As part of her process for getting to know GDS during her first year as Associate Head of School, Meg Goldner Rabinowitz has been visiting classrooms to learn first-hand about the excellent teaching and learning for which our School is known. In this series, she shares some of her reflections—through her lens as an educator and school leader—as a sort of annotated glimpse into life and learning at GDS.
I was so excited when English teacher Nadia Mahdi invited me to her class to observe her 11th grade students deliver persuasive speeches on individual topics of personal interest to them based on the principles of Aristotle (ethos, pathos, logos, kairos) and Alan Monroe (get attention, establish the need, satisfy the need, visualize the future, call to action). For many years, I taught my 10th grade English students similar rhetorical devices when they crafted their own manifestos, so I was eager to hear the students’ presentations and observe the classroom practice for providing feedback.

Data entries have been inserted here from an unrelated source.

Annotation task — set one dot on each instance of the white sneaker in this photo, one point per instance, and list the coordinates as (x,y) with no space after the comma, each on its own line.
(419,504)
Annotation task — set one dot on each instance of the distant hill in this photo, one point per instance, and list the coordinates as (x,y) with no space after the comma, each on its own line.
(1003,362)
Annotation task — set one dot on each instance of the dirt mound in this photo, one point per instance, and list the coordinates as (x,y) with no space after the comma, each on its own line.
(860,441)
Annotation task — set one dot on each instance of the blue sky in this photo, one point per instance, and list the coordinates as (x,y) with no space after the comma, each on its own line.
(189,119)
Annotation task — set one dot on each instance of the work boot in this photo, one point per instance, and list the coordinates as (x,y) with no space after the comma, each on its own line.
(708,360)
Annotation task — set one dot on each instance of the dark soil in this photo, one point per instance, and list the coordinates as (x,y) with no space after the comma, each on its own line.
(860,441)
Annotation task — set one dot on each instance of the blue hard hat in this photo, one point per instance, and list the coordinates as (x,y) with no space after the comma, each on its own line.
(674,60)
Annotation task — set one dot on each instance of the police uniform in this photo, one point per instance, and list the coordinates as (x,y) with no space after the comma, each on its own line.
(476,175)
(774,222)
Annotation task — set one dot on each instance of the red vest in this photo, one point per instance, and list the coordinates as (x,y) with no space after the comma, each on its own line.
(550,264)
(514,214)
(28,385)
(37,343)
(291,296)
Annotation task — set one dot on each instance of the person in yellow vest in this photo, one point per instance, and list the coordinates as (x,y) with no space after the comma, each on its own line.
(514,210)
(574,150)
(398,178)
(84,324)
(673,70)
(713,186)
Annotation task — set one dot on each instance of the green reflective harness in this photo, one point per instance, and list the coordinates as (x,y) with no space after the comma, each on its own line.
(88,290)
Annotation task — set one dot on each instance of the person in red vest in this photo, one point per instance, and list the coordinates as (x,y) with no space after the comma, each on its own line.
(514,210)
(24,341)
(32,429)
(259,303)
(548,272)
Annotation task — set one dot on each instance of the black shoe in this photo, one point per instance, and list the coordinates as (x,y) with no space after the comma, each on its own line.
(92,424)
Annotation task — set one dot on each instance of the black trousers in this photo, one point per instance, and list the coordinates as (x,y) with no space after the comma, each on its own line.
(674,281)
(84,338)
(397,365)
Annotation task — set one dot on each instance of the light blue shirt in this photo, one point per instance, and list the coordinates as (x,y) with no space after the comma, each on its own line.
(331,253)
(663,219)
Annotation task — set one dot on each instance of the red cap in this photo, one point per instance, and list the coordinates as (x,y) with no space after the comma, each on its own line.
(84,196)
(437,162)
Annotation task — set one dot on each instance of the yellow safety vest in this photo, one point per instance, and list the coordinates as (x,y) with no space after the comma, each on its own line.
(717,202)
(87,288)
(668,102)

Nadia has such a wonderful rapport with her students, evidenced in the way she welcomed them to class and provided elegant structure to the exercise. I was there for the final day of presentations at the end of the unit. The speeches ranged in topics from the need to address the prevalence of suicide in college athletes or the need to eliminate standardized testing in the college admissions process to the need for an extra day to be added to the weekend or the need for GDS to consider offering a men’s volleyball team. The speeches were effective, and each employed an effective range of techniques described by both Aristotle and Monroe. After each speaker, Nadia called on two different students to identify the strategies employed by the speakers. She then added her own perspective and appreciation.

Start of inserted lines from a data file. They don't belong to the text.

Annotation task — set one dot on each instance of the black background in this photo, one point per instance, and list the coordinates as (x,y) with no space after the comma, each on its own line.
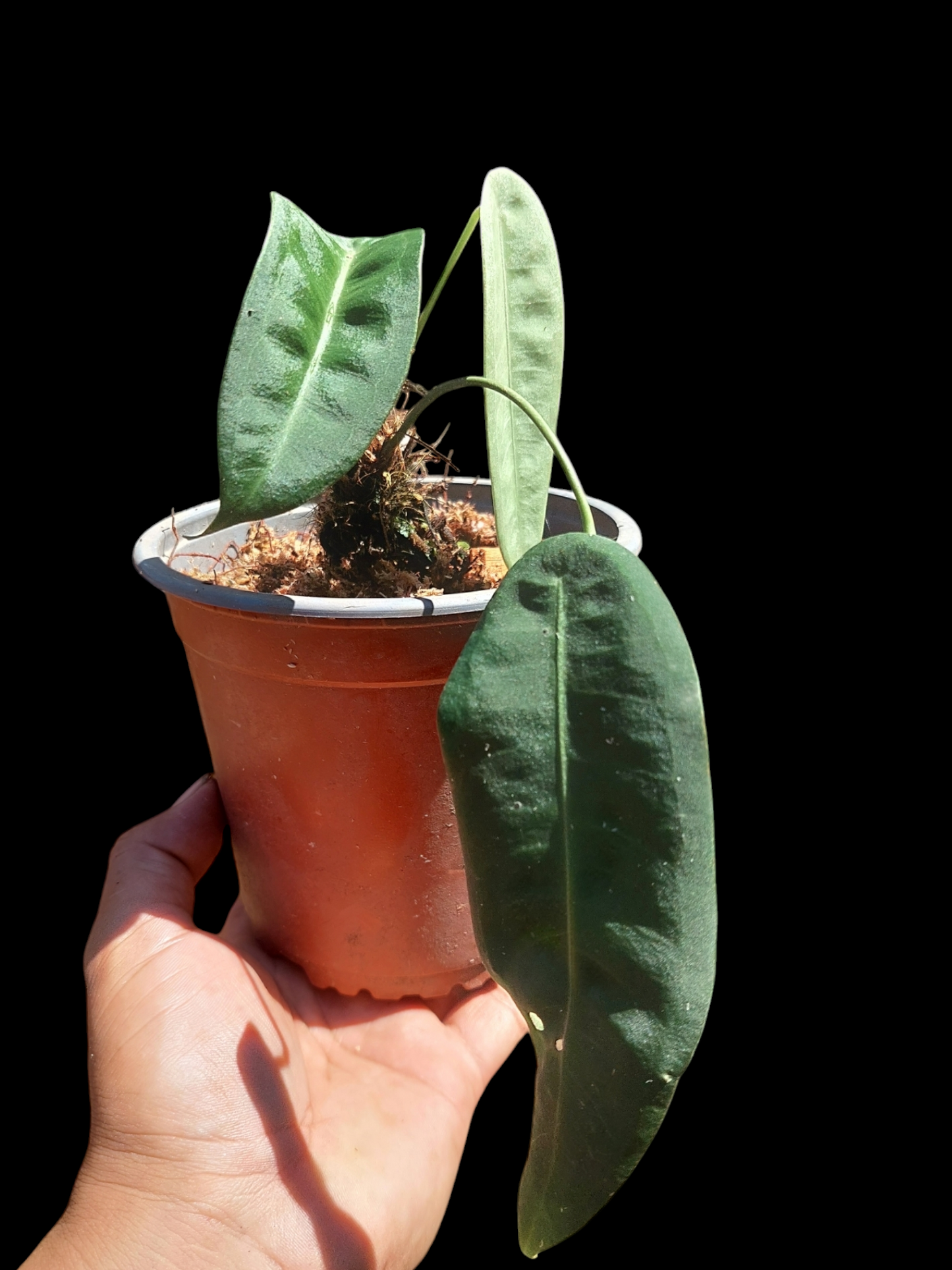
(679,399)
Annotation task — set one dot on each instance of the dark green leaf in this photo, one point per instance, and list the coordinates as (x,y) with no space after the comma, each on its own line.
(574,737)
(319,353)
(523,341)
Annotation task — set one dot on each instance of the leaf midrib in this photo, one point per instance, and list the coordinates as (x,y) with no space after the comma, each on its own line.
(511,409)
(349,257)
(563,776)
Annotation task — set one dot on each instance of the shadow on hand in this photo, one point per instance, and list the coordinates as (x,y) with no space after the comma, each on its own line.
(345,1245)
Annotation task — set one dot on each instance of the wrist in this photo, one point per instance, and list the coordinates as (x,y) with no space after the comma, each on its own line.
(108,1227)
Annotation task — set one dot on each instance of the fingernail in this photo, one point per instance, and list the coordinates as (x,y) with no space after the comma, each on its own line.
(190,790)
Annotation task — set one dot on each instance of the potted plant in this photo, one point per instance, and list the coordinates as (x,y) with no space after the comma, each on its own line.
(561,709)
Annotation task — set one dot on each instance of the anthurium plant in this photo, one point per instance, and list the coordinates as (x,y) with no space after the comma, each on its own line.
(571,726)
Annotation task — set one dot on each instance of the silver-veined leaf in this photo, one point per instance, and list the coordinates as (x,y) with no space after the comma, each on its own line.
(316,361)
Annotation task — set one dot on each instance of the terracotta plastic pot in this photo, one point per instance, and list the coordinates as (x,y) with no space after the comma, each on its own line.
(322,723)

It was a great class. Productive, focused, student-centered, and engaging. But that wasn’t even the best part.
After the last speech and feedback concluded, Nadia asked the students to move into pairs. She then instructed them to reflect on the last three weeks of class, beginning with the first class of the year (the first day of the unit). She asked them to consider the various class exercises and assignments they had participated in over the course of the unit. After they quickly generated a list, Nadia asked students to order the activities in sequence as a whole group. Finally, she asked them to reflect on which were particularly useful, which were less helpful, and what changes they would suggest for next year. Students offered excellent ideas and all participated in this great discussion.

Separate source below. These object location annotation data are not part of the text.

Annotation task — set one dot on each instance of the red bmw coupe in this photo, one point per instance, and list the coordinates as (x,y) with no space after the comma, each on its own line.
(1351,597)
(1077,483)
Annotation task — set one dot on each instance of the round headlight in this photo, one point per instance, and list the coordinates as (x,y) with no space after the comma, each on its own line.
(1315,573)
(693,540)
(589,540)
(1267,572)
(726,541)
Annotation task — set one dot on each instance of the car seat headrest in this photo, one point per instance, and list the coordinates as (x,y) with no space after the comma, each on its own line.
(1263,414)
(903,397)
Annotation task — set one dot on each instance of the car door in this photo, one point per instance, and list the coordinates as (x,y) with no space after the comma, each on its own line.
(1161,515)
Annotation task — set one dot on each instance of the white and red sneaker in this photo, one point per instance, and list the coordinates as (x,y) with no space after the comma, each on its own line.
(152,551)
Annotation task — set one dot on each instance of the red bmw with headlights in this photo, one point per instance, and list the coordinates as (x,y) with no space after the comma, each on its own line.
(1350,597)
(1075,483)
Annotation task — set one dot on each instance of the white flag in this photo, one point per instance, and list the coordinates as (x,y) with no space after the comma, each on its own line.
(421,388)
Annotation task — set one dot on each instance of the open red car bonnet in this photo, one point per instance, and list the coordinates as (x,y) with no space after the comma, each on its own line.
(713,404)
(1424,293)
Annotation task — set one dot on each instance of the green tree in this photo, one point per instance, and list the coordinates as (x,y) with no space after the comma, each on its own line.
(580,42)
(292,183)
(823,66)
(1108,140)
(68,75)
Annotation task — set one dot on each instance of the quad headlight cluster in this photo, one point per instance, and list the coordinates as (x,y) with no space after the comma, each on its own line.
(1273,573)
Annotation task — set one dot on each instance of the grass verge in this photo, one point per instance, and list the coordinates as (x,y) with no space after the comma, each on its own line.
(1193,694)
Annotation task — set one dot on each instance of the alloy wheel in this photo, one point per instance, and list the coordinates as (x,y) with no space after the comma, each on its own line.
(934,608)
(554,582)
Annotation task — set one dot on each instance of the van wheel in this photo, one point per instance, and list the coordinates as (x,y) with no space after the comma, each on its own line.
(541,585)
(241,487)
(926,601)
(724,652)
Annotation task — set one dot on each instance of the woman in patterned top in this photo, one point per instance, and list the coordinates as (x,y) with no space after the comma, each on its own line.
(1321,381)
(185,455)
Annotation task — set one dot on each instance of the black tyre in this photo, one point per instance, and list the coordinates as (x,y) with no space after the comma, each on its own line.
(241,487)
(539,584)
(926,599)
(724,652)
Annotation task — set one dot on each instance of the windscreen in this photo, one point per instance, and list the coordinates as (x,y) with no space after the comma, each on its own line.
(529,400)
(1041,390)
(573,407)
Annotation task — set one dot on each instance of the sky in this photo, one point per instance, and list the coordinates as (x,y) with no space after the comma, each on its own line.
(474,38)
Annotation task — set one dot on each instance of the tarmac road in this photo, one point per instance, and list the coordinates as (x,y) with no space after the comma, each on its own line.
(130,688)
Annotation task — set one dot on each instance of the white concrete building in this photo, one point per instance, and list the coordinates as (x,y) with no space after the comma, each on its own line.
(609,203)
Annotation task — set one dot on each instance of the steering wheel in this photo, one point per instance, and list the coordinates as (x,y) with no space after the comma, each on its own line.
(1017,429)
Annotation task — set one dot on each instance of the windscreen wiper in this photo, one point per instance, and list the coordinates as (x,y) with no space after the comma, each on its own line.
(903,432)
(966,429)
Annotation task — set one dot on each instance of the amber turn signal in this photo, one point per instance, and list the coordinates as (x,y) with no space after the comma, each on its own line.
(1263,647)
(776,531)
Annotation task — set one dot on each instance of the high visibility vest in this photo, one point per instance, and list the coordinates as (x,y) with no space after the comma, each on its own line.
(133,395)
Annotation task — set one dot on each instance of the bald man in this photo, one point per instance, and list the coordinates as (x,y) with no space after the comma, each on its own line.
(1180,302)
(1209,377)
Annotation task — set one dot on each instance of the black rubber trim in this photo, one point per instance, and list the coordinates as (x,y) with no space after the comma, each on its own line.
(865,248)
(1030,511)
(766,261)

I was blown away. Nadia’s approach was the very definition of engaging students in a reflective process, one that invites their critical lens and one that constructs and reinforces the teacher’s intentionality. It was a 15-minute exercise, one that left the students with a true sense of the arc of the unit, following their culminating speeches. After being witness to an example of such exemplary teaching, I can’t wait to observe other classes.